RIP Android: Visionary Leader Rubin Leaves Android Project

by Matt Klassen on March 19, 2013

Andy Rubin, the chief architect behind the dominance of Android, stepped down from the mobile OS project last week, raising questions about the future of one of the tech world’s greatest minds and the future of the Android project as a whole. The company promptly announced Rubin’s replacement, Chrome executive Sundar Pichai, with company CEO Larry Page stating in a blog post that Rubin’s expertise will be used elsewhere, hopefully with similar results.

You certainly don’t need me to tell you what Rubin was able to accomplish during his tenure as head of Google’s Android division, taking a relatively unknown open source platform and turning it into a global consumer hit. It’s certainly not a stretch to say that Rubin was Google’s Steve Jobs, the mastermind behind understanding how to take complex technology and make it consumer friendly.

But there are some that see this change in leadership as anything but a mutual break, arguing that internal tension between Android and Google’s Chrome division was the impetus for this change, and that Rubin was kindly asked to step down (i.e. fired) so that Google could resolve this conflict and create a more cohesive mobile strategy. Now the question remains, can Android survive without Rubin?

I have to wonder if Pichai contacted Apple CEO Tim Cook the day the former was appointed to oversee Google’s Android division, asking for advice on how to be the follow-up act to a true technological visionary (and I’m sure Cook would have said, “I really have no idea.”), as it certainly can’t be easy to assume control of a project that was created and grown into a monumental success by a true leader.

But as many wonder why Rubin would relinquish control of the platform he ostensibly created, perhaps we need to look no further than the fact that Android had become to big for Google to control, the strength of the operating system allowing Rubin to dictate the direction of Google’s overall mobile strategy, something the higher-ups likely didn’t like.

“You had this Chrome OS and this Android Group that were building in many overlapping products,” explains Michael Gartenberg, an analyst at Gartner. “For Google, it’s not about the platform, but the ecosystem,” Gartenberg continued. “They’re more concerned long-term about Google Docs, Google Voice, Google Books, and less about helping Samsung sell more phones.”

While the break was apparently mutual enough to motivate Page to state that other opportunities await Rubin within the Google camp, I’ll certainly be interested to see if the Android wunderkind remains with the company.

True motivations aside, however, as I gaze into my crystal ball this move strikes me as the second misstep that will eventually lead to my long predicted demise of the Android platform.

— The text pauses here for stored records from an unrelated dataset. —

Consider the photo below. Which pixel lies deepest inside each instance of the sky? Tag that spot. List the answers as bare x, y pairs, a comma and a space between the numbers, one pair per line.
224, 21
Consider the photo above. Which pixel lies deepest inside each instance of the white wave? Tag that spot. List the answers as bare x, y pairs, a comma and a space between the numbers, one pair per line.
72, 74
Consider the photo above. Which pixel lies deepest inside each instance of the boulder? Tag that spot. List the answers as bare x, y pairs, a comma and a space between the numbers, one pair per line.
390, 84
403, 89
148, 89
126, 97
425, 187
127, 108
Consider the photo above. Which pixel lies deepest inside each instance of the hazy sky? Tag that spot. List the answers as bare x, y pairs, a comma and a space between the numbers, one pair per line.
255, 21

With Google finally recognizing the threat its Android partner Samsung is starting to pose in the mobile market, the first domino has fallen: Google is losing control of the Android ecosystem.

Now with the removal/departure of Rubin the second domino has followed suit, as the Android that once was will likely cease to exist, the search engine giant clearly interested in merging it with its Chrome platform in some manner. While a cohesive mobile strategy may serve Google well in the short term, there’s nothing that says Google will be able to parlay this shift into continued global mobile dominance, meaning that Android may in fact be a casualty of corporate cohesiveness.